# EVGA SuperNOVA P2 1000 W



## crmaris (Nov 6, 2013)

EVGA shook the PSU market with top-performing G2 units and is doing it again with the SuperNOVA P2 1000 W model released recently. Many features in common  with the G2s, it uses the same Super Flower platform, but comes with extras, like Platinum efficiency and a selectable semi-passive operation.

*Show full review*


----------



## majm84 (Nov 13, 2013)

Actually, according to this page P2 does have over current and over temperature protection..

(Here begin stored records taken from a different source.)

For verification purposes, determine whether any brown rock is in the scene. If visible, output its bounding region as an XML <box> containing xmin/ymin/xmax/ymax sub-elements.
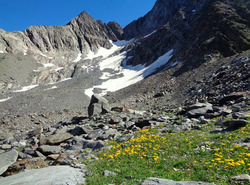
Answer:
<box><xmin>40</xmin><ymin>130</ymin><xmax>73</xmax><ymax>145</ymax></box>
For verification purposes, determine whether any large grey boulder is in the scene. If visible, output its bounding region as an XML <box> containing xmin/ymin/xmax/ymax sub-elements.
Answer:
<box><xmin>142</xmin><ymin>177</ymin><xmax>214</xmax><ymax>185</ymax></box>
<box><xmin>40</xmin><ymin>129</ymin><xmax>73</xmax><ymax>145</ymax></box>
<box><xmin>38</xmin><ymin>145</ymin><xmax>62</xmax><ymax>155</ymax></box>
<box><xmin>88</xmin><ymin>94</ymin><xmax>111</xmax><ymax>117</ymax></box>
<box><xmin>0</xmin><ymin>150</ymin><xmax>18</xmax><ymax>176</ymax></box>
<box><xmin>0</xmin><ymin>166</ymin><xmax>86</xmax><ymax>185</ymax></box>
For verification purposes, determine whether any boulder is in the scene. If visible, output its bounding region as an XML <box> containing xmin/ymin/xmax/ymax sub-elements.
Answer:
<box><xmin>7</xmin><ymin>157</ymin><xmax>45</xmax><ymax>175</ymax></box>
<box><xmin>88</xmin><ymin>94</ymin><xmax>111</xmax><ymax>118</ymax></box>
<box><xmin>142</xmin><ymin>177</ymin><xmax>215</xmax><ymax>185</ymax></box>
<box><xmin>0</xmin><ymin>166</ymin><xmax>86</xmax><ymax>185</ymax></box>
<box><xmin>219</xmin><ymin>92</ymin><xmax>250</xmax><ymax>105</ymax></box>
<box><xmin>0</xmin><ymin>150</ymin><xmax>18</xmax><ymax>176</ymax></box>
<box><xmin>68</xmin><ymin>137</ymin><xmax>105</xmax><ymax>152</ymax></box>
<box><xmin>184</xmin><ymin>103</ymin><xmax>213</xmax><ymax>118</ymax></box>
<box><xmin>87</xmin><ymin>129</ymin><xmax>104</xmax><ymax>139</ymax></box>
<box><xmin>38</xmin><ymin>145</ymin><xmax>62</xmax><ymax>155</ymax></box>
<box><xmin>223</xmin><ymin>119</ymin><xmax>248</xmax><ymax>128</ymax></box>
<box><xmin>40</xmin><ymin>130</ymin><xmax>73</xmax><ymax>145</ymax></box>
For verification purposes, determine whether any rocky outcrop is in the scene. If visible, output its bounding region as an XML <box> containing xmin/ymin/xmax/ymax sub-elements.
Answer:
<box><xmin>124</xmin><ymin>0</ymin><xmax>250</xmax><ymax>70</ymax></box>
<box><xmin>0</xmin><ymin>166</ymin><xmax>86</xmax><ymax>185</ymax></box>
<box><xmin>108</xmin><ymin>22</ymin><xmax>123</xmax><ymax>40</ymax></box>
<box><xmin>88</xmin><ymin>94</ymin><xmax>111</xmax><ymax>118</ymax></box>
<box><xmin>0</xmin><ymin>11</ymin><xmax>120</xmax><ymax>55</ymax></box>
<box><xmin>123</xmin><ymin>0</ymin><xmax>190</xmax><ymax>40</ymax></box>
<box><xmin>0</xmin><ymin>150</ymin><xmax>18</xmax><ymax>175</ymax></box>
<box><xmin>142</xmin><ymin>178</ymin><xmax>215</xmax><ymax>185</ymax></box>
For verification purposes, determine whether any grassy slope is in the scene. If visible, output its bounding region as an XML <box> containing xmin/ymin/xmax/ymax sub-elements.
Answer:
<box><xmin>83</xmin><ymin>116</ymin><xmax>250</xmax><ymax>185</ymax></box>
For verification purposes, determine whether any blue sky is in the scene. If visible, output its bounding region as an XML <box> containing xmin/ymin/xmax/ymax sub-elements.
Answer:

http://eu.evga.com/products/moreinfo.asp?pn=220-P2-1000-XR&pwindow=features&family=&sw=


----------



## crmaris (Nov 13, 2013)

who said that it does 

http://www.techpowerup.com/reviews/EVGA/SuperNOVA_P2_1000/2.html


----------



## majm84 (Nov 13, 2013)

EVGA:

http://eu.evga.com/products/moreinfo.asp?pn=220-P2-1000-XR&pwindow=features&family=&sw=

"Heavy-duty protections, including OVP (Over Voltage Protection), UVP (Under Voltage Protection), OCP (Over Current Protection), OPP (Over Power Protection), SCP (Short Circuit Protection), and OTP (Over Temperature Protection)"


----------



## crmaris (Nov 13, 2013)

aa sorry I didn't get this. Nope it doesn't have. It is actually an SF Leadex Platinum which on the site mentions of OCP but on the user's manual it doesn't include it. Of course no OTP on both occassions and on top of that OCP in a 1000W single rail unit is a bad joke.

http://www.techpowerup.com/reviews/SuperFlower/SF-1000F14MP/2.html


----------



## crmaris (Nov 13, 2013)

http://www.techpowerup.com/reviews/SuperFlower/SF-1000F14MP/images/box_side1_close.jpg


----------



## maukkae (Jun 17, 2014)

Did you happen to measure the minimum (<200 W loads) fan rpm when the eco mode was turned off?


----------



## crmaris (Jun 17, 2014)

sorry no.


----------



## maukkae (Jun 23, 2014)

Got my EVGA P2 1000 today. Totally overkill capacity wise, but your (and Jonnyguru's) review got me interested. This is the third power supply I bought for a new build. First got a Seasonic 520 W Platinum fanless, but it had a loud buzz/whine. It was replaced by a Corsair AX760i, but its clicking fan in idle and whine was a big disappointment.

But the EVGA. Holy moly. No noise unless I put my ear right next to the vents. No fear of the fan ever running with my system. Highly recommended!

Oh, the non-eco mode is too loud, but no reason to use it.


----------